Fernando Santana disputou a Prefeitura em 2024 contra Glêdson, que venceu o pleito e foi reeleito. Para o secretário, passados mais de um ano do segundo mandato, a população começou a perceber a ausência de resultados concretos.
“A conversa bonita dele não tem materialidade nas ações. Ganhou a eleição, está sentado na cadeira e tem mais dois anos e nove meses para fazer a gestão. Até agora, não fez”, afirmou.
O deputado estadual licenciado não descartou a possibilidade de voltar a disputar o Executivo municipal em 2028. Embora tenha evitado confirmação, sinalizou que permanece à disposição do grupo político ao qual integra.
“Não tenho como prever, mas também não posso descartar. Faço parte de um time e, quando é escalado, tem que jogar em qualquer posição para ajudar o time”, declarou.
Apesar das críticas, Santana afirmou torcer para que o prefeito cumpra as promessas feitas durante a campanha e entregue resultados à população.

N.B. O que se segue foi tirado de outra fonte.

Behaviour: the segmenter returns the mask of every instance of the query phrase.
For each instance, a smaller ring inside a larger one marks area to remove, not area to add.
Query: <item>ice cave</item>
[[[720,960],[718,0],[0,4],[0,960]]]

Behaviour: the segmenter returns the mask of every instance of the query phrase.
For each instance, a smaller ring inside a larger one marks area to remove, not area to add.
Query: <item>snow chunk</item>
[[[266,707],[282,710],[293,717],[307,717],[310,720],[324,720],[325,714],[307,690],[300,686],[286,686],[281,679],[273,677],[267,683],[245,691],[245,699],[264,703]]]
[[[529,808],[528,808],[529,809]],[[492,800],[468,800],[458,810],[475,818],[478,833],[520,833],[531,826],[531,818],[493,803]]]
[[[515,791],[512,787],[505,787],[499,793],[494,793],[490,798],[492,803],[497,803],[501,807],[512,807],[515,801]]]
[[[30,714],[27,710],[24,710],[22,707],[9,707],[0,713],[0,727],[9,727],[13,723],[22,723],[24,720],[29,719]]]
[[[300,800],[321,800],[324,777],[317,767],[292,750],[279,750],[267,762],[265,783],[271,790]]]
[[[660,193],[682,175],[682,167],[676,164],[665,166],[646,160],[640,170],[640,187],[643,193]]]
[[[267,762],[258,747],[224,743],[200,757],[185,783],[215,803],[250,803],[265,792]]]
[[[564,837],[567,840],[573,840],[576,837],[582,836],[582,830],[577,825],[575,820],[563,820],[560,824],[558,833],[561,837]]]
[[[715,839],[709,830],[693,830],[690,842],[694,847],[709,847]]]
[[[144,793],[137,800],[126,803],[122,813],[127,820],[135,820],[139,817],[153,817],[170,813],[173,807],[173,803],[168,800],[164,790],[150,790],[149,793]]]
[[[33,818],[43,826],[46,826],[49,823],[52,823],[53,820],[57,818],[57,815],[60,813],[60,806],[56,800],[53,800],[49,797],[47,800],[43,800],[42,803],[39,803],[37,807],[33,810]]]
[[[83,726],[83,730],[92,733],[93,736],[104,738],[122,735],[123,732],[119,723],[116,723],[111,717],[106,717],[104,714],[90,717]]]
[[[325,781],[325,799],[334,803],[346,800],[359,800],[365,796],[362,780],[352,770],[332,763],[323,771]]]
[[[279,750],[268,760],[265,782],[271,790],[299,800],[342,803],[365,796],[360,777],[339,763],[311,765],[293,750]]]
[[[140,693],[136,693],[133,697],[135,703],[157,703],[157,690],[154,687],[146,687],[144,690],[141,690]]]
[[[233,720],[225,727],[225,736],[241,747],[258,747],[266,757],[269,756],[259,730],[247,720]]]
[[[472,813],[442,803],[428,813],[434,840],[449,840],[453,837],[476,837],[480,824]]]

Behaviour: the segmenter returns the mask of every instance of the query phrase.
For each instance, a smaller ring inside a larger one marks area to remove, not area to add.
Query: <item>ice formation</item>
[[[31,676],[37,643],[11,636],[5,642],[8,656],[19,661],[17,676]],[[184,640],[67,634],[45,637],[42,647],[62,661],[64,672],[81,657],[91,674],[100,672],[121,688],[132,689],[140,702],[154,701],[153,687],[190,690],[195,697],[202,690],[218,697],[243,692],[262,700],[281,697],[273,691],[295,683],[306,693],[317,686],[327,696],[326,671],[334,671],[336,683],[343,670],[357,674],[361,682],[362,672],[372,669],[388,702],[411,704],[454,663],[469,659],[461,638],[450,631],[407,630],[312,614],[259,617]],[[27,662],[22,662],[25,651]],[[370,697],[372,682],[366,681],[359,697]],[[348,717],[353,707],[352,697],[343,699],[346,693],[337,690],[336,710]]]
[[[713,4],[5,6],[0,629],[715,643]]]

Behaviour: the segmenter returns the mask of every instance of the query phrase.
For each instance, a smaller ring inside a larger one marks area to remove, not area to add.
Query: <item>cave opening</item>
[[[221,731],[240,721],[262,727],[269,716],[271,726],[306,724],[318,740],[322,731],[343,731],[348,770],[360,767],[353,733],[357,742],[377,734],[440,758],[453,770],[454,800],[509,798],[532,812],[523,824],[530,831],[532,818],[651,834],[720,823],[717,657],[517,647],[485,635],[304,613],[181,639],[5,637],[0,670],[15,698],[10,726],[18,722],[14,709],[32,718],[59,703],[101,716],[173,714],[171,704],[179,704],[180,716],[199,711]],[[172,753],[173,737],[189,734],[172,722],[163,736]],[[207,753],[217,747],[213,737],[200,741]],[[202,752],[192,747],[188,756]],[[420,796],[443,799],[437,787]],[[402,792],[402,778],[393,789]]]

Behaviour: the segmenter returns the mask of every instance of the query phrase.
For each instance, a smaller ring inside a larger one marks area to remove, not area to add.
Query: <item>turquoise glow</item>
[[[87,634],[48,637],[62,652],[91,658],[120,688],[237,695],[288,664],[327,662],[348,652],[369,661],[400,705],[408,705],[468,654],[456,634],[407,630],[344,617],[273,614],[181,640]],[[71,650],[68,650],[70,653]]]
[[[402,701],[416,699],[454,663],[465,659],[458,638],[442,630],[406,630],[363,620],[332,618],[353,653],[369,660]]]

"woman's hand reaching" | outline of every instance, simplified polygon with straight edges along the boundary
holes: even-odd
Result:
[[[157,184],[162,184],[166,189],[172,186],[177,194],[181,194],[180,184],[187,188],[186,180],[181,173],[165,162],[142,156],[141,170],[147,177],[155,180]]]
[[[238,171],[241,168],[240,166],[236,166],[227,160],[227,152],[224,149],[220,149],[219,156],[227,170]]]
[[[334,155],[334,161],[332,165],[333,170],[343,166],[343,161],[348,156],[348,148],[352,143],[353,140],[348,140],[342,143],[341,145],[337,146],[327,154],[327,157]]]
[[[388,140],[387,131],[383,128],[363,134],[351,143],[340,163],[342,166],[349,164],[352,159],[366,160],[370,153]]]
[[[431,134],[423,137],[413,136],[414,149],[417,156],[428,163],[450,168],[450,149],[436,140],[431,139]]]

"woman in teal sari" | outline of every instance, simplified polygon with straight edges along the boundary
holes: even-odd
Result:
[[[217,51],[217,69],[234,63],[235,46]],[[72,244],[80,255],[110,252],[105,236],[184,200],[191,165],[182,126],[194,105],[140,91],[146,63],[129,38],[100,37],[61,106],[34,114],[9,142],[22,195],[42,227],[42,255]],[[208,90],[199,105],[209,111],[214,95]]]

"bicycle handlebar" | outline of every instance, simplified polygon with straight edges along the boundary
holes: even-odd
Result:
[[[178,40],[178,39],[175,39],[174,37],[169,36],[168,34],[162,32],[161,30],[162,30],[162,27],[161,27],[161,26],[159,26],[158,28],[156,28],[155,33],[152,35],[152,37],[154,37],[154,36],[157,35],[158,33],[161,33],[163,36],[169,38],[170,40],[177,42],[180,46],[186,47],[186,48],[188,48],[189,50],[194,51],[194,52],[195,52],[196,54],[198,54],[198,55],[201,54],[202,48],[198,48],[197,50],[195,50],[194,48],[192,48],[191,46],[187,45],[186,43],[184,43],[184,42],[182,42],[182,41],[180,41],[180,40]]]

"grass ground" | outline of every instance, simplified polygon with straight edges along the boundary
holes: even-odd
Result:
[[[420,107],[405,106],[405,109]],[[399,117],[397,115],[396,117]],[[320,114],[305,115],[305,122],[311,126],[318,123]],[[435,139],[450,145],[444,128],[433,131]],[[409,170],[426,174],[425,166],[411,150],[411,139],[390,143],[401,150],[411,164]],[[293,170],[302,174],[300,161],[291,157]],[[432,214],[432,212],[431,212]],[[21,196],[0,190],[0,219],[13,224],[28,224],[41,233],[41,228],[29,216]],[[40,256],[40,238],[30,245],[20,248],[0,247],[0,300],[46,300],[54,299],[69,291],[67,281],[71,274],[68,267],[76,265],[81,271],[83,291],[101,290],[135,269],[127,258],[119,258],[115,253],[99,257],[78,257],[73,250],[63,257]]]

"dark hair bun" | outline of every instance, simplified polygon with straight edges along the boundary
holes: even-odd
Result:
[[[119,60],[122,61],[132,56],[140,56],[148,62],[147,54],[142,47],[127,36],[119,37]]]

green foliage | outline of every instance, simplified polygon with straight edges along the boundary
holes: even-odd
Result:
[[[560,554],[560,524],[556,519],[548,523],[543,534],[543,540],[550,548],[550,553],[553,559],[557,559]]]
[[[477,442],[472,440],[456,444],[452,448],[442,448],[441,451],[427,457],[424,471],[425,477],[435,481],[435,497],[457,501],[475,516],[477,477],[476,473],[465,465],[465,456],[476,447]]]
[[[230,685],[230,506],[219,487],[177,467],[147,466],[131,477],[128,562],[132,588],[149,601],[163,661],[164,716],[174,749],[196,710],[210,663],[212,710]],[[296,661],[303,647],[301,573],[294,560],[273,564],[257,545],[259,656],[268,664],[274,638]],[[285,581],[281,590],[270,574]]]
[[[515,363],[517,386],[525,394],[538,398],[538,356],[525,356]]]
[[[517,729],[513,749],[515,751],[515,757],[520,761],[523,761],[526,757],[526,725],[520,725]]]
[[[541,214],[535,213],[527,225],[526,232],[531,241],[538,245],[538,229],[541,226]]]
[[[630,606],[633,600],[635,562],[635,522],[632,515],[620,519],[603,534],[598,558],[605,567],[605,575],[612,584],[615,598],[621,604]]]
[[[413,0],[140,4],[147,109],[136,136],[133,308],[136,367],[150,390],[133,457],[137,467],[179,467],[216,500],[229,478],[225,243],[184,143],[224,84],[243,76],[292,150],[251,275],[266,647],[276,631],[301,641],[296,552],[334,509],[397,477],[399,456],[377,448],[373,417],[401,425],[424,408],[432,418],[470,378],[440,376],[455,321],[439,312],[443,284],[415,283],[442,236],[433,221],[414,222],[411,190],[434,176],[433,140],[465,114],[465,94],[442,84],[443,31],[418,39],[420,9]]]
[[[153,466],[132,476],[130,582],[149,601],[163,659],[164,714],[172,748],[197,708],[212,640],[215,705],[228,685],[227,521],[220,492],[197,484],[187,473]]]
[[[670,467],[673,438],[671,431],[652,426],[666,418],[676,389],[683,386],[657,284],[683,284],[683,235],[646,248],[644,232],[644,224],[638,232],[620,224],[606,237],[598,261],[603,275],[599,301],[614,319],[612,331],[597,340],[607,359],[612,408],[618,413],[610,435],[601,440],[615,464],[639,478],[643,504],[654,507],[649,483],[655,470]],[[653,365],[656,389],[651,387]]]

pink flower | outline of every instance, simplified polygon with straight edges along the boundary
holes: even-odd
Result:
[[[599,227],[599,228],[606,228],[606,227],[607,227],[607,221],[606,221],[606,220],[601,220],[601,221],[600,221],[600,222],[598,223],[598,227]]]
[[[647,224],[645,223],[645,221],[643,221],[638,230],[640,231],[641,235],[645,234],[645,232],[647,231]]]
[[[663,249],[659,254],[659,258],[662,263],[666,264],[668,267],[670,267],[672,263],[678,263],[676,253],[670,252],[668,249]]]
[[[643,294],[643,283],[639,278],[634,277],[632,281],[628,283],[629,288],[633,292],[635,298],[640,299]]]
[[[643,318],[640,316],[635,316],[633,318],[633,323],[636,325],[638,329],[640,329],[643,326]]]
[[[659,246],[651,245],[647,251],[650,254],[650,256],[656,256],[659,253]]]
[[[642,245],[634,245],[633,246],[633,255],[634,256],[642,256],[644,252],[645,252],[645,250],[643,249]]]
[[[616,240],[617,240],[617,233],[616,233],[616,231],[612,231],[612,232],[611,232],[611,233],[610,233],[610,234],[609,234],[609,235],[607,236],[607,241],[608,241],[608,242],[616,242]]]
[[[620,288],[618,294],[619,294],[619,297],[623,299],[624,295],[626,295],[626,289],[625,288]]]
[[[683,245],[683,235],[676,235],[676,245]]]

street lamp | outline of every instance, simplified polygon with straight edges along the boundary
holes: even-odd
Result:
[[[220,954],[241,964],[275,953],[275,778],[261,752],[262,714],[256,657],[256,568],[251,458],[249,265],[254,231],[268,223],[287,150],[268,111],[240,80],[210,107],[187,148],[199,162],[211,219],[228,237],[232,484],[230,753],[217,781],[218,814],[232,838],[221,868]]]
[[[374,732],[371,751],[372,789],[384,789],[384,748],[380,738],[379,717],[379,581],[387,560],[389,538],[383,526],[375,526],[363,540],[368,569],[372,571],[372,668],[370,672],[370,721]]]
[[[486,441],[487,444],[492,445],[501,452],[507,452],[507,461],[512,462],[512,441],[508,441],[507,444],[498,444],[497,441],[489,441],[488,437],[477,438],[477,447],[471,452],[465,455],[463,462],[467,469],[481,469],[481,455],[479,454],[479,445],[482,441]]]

Ele destacou ainda que seu gabinete na Assembleia Legislativa do Estado do Ceará (Alece) está à disposição da Prefeitura para colaborar no que for possível. “Vivemos em uma passagem. Se a vida é rápida, imagine a política”, pontuou.
As declarações de Fernando Santana ocorrem após críticas públicas de Glêdson Bezerra ao Governo do Estado, cobrando investimentos para o Município. Em resposta, o Executivo estadual informou que a Prefeitura estaria em situação de inadimplência, o que impede o repasse de novos recursos até a regularização fiscal. Sobre o tema, o secretário afirmou que o prefeito pode não ter pleno conhecimento da situação administrativa.
“Já falei com ele várias vezes sobre isso e, nas conversas, percebi que ele talvez não soubesse. Não saber não é crime, mas, quando não se sabe, contrata-se alguém que sabe para assessorá-lo”, disse.
Fernando Santana acrescentou que a falta de organização e articulação pode comprometer a gestão. “O tempo é muito rápido. A gestão atropela de tanto problema que tem. Se não tiver muita organização, muita parceria e muita articulação, o tempo passa, a gestão não anda e o povo fica para trás. É o que está acontecendo em Juazeiro do Norte”, concluiu.